Les récentes attaques des États-Unis et d'Israël en Iran ont activé un « effet papillon » qui menace de reconfigurer, dans l'immédiat, la carte du tourisme mondial, au moment même où le secteur se prépare à sa haute saison.
Le prix du pétrole a immédiatement augmenté, mais l’économie occidentale est plus décarbonée que lors des dernières crises, de sorte que les effets directs sur elle ne seront pas aussi graves que lors des étapes précédentes. Il existe cependant un secteur qui continue de dépendre du pétrole : l’aviation. Avec un carburant plus cher, les compagnies aériennes devront inévitablement augmenter le prix des billets, accélérant ainsi d’autres effets.
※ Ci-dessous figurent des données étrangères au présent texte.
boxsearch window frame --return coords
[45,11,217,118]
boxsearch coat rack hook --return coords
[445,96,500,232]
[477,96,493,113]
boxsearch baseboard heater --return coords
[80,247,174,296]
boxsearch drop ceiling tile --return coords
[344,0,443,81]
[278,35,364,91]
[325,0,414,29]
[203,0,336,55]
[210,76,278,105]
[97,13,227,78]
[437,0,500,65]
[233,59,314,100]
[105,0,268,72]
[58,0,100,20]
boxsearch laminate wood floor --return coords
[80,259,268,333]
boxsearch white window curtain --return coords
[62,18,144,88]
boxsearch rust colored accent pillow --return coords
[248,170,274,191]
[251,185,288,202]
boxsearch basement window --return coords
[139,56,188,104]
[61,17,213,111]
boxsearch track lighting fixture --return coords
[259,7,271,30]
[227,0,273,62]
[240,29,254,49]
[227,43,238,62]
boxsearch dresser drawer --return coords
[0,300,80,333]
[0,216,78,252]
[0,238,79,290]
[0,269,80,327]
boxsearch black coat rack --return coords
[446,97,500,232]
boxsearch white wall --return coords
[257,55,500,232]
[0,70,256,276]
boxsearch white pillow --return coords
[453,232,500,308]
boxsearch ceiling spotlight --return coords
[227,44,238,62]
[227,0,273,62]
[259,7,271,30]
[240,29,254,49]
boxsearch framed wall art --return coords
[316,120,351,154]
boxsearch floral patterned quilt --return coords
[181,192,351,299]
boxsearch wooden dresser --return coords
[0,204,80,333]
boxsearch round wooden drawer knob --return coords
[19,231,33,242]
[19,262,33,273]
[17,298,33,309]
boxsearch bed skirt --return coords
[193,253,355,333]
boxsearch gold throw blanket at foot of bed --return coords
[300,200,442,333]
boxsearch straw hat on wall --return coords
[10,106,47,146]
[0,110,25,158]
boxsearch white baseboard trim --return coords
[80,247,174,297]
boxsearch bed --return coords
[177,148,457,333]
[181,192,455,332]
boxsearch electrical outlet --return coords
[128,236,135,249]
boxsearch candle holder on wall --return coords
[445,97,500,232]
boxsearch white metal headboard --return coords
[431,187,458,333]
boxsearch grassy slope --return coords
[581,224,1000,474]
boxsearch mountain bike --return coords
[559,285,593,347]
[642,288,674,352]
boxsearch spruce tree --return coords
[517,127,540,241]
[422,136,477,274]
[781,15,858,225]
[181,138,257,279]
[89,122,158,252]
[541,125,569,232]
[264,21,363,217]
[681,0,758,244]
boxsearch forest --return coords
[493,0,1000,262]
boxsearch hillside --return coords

Le premier impact a été dévastateur : la sécurité aérienne. La fermeture de l'espace aérien dans diverses régions du Moyen-Orient a paralysé ou détourné le trafic dans des nœuds logistiques vitaux : Dubaï, le Qatar et les Émirats arabes unis, les trois grands « hubs » qui relient l'Ouest à l'Est, qui ont immédiatement fermé leurs aéroports, bien qu'ils ouvrent partiellement.
Ces aéroports sont les poumons du trafic international. Le blocus oblige les compagnies aériennes à rechercher des itinéraires alternatifs, ce qui allonge les temps de vol et augmente la consommation de carburant. L’incertitude quant à la durée de ce conflit est le plus grand ennemi de la planification touristique. Tant que les armes continueront à parler, le ciel restera fermé ou sera, à tout le moins, bien plus coûteux à traverser.
Le marché émetteur chinois est celui qui souffre le plus, notamment dans sa relation avec la destination européenne. Les raisons sont structurelles et énergétiques : la Chine achète à l'Iran la moitié de sa production, qu'elle ne peut pas vendre sur d'autres marchés en raison de l'embargo américain, Pékin obtient ce pétrole brut avec des rabais allant jusqu'à 30 %. Ce pétrole atteint la Chine par le détroit d’Ormuz, un passage aujourd’hui bloqué. L'interruption de l'approvisionnement augmente automatiquement les coûts d'exploitation des compagnies aériennes chinoises. Les vols en provenance de villes provinciales chinoises vers Madrid ou Barcelone qui transitent par les hubs du Moyen-Orient seront annulés. Les vols directs devront effectuer des trajets plus longs, avec des dépenses de carburant plus importantes et donc une augmentation notable du prix des billets. Ce coup dur s’ajoute à celui causé par la coupure de l’approvisionnement en pétrole vénézuélien, également acheté à prix réduit.
Le touriste chinois est extrêmement sensible à la sécurité et au prix. Compte tenu de l’augmentation du coût des vols vers l’Europe et du sentiment d’instabilité, le flux de voyageurs va changer de direction. Les touristes chinois préféreront très probablement les destinations asiatiques comme le Japon, la Corée du Sud ou la Thaïlande. Ces lieux sont perçus comme des environnements sûrs et proches avec des coûts de déplacement bien plus compétitifs dans le contexte actuel.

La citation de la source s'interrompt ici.